3. Desvalorização do real
O real foi a moeda que mais perdeu valor em relação ao dólar nos nove primeiros meses de 2020 – entre janeiro e setembro, a desvalorização chegou a 39,59%. Nenhuma divisa, entre as de países emergentes e as 33 mais negociadas no mundo, teve desempenho tão ruim. Para além da pandemia da Covid-19, que afetou o mundo inteiro, são os problemas domésticos, principalmente o risco fiscal, que explicam esse resultado. O dólar se valorizou em relação à maioria das moedas, mas ruídos de comunicação constantes do governo, incertezas em relação ao compromisso fiscal e o andamento das reformas estruturais pesaram para o desempenho negativo da moeda brasileira.
4. Juros futuros
Apesar de a taxa básica de juros (Selic) estar no patamar mais baixo da história, fixada em 2% ao ano, outros indicadores de juros são preocupantes. É assim com a taxa dos contratos de Depósito Interfinanceiro (DI), que indica os juros futuros. Ela está atrelada a investimentos de longo prazo, inclusive títulos da dívida pública, como os do Tesouro Direto. O aumento dos juros futuros reflete uma maior percepção de riscos e uma desconfiança do mercado em relação à capacidade do governo de manter o compromisso fiscal e honrar o pagamento dos títulos. Essa taxa já chega a 3,5% para contratos ainda em 2020 e alcança até 8,5% para os que vencem em 2035.
5. Inflação
A inflação está avançando, e rápido. Os principais índices que medem a variação de preços subiram, mas não na mesma medida. Os indicadores de preços ao consumidor são mais pressionados pela alta dos alimentos, mas têm o alívio da pouca variação de itens de serviços, e estão em 3,14% no acumulado de 12 meses até setembro do IPCA. Os que refletem os custos da produção industrial e da construção civil, por sua vez, são mais afetados pelo dólar e pelo preço das commodities, e dispararam: o IGP-M acumula alta de 20,93% em 12 meses até outubro. Especialistas recomendam atenção e têm revisado para cima suas projeções. Apesar de não representar um risco grave ao país, porque o IPCA ainda está dentro da meta estabelecida, o avanço da inflação reduz o poder de compra do consumidor e pode levar o Banco Central a promover um aumento gradual na taxa básica de juros, a Selic.
6. Mercado de trabalho
Ainda que o emprego formal mostre reação, a situação do mercado de trabalho como um todo é grave. A pandemia afetou muito fortemente os trabalhadores informais. Dados da Pnad Contínua, do IBGE, mostram que a taxa de desocupação no Brasil chegou à média de 14,4% entre junho e agosto de 2020. É a maior taxa da série histórica iniciada em 2012. No trimestre em questão, 13,8 milhões de pessoas estavam desocupadas. E população ocupada caiu para 81,7 milhões, o menor contingente da série.

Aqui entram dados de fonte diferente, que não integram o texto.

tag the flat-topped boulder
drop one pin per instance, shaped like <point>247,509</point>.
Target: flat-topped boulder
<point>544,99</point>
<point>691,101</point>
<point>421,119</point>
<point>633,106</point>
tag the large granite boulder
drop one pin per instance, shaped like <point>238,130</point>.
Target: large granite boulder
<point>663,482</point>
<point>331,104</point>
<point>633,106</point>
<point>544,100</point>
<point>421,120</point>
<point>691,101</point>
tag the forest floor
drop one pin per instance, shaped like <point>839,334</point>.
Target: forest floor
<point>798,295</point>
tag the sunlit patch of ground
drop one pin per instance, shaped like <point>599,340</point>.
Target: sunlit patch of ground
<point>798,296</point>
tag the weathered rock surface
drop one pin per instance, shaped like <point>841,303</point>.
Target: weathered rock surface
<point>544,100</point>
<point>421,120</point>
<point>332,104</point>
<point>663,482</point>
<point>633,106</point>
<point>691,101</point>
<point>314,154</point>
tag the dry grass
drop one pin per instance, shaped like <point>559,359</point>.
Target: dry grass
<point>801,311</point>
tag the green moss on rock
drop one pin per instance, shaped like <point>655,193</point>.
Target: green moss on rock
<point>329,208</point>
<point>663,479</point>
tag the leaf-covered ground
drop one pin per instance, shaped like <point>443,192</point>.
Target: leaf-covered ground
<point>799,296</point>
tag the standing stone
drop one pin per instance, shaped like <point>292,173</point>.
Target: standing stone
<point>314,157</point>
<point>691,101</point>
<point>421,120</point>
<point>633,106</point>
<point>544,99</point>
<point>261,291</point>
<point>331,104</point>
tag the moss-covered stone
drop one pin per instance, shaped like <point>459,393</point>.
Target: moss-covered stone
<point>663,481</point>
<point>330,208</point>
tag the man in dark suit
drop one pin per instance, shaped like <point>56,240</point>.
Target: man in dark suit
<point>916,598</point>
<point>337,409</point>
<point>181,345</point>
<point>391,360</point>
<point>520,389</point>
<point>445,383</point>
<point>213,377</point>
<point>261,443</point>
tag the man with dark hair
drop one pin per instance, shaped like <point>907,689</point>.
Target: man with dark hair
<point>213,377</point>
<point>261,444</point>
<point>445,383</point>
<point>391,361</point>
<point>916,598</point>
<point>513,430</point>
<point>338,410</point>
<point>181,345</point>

A população fora da força de trabalho – isto é, que não está ocupada nem procurando emprego – bateu recorde e chegou a 79,1 milhões de pessoas. Isso representou um avanço de 4,2 milhões de pessoas em relação ao trimestre anterior e de 14,2 milhões na comparação com o mesmo período do ano passado. A população desalentada, que não buscou trabalho, também bateu recorde: 5,9 milhões.
À medida que muitas pessoas deixem de receber o auxílio emergencial no fim do ano e passem a buscar emprego, o índice de desocupação tende a subir ainda mais (pois ele indica justamente a proporção de pessoas em idade de trabalhar que está à procura de trabalho). Segundo analistas que buscam estimar a taxa "real" de desemprego, já descontando as distorções provocadas pela pandemia, o índice já teria passado de 20%.
A expectativa é de que parte do contingente de desocupados passe a ser atendida pelo Renda Cidadã, a nova versão do Bolsa Família, em 2021. Mas, sem fonte de financiamento viável, as discussões sobre o projeto estão empacadas.